The circuit used in real probes is a bit more complex usually, but the above is the basic idea.
When you're measuring a signal, the probe tip loads the circuit, particularly at high frequencies. If the probe tip looks like 10pF, when measuring a 200MHz sine wave, the impedance of the probe is about 80 ohms, which is rather low. Sharp edges such as logic transitions will be rounded a bit as a result, but 10pF is maybe 20% of the test load capacitance of typical 3.3V logic so it's not necessarily a huge effect, and datasheet tr/tf limits will usually still apply.
A typical 10Mohm probe is 9.5 pF which is mostly due to C1 in series with a much larger C of coax and trimcap combined. This results in an input impedance (s11) that drops below 10MOhms with rising frequency due to C1 above 1kHz while the R1C1=T1 =R2C2=T2 to obtain the 10:1 ratio.
Thus the coax and C2 compensation with scope input C combined is about 9x the C1 value.
The scope probes use special high impedance coax to reduce the pF/m in the 100 Ohm region and thus reduce the probe tip compensation C2 and thus C1 input capacitance.
High speed signals must be low impedance to be captured properly by passive probe with no tip and GND clip but the bandwidth is equalized (flattened) by the C2 calibration of the square edge test signal pulse by matching T1=T2.

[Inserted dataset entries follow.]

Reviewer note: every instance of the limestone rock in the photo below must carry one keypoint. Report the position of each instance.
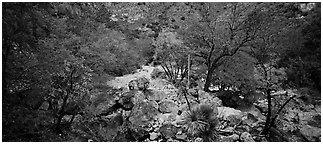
(231, 138)
(168, 131)
(142, 117)
(44, 106)
(225, 112)
(139, 84)
(310, 132)
(246, 137)
(155, 95)
(198, 139)
(182, 136)
(167, 106)
(153, 136)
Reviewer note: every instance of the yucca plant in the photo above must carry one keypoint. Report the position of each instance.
(201, 122)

Don’t forget the 0.5nH /mm added by the ground clip which must be removed to get the maximum bandwidth of the probe. This reacts with the coax capacitance to produce the classic ringing observed by new users of logic high speed signals when longish >1cm ground clips are used and thus causes a resonance above 20MHz. This can also be eliminated by enabling the 20MHz Scope BW option to suppress the inductive ground ringing.

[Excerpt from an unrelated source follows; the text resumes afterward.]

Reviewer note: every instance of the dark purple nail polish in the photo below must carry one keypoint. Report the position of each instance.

Modern Tektronix passive probes are 40:1 with 250k scope input R to achieve wider flat bandwidth and C1 values of 3.5 pF.
The typical 5V CMOS 74HCxx impedance is in the region of 50 to 66 Ohms with a wider tolerance when loaded by a 9.5 pF probe has an RC time constant defined by the exponential 64% of the step voltage. But in terms of the standard 10~90% rise time, the BW(-3dB)=0.35/Tr.
Tau=RC = 66Ω*9.5pF =627 ps implies a -3dB bandwidth slightly greater than 74HC CMOS so the effects are minimal but still exist on reducing slew rate with C1 load.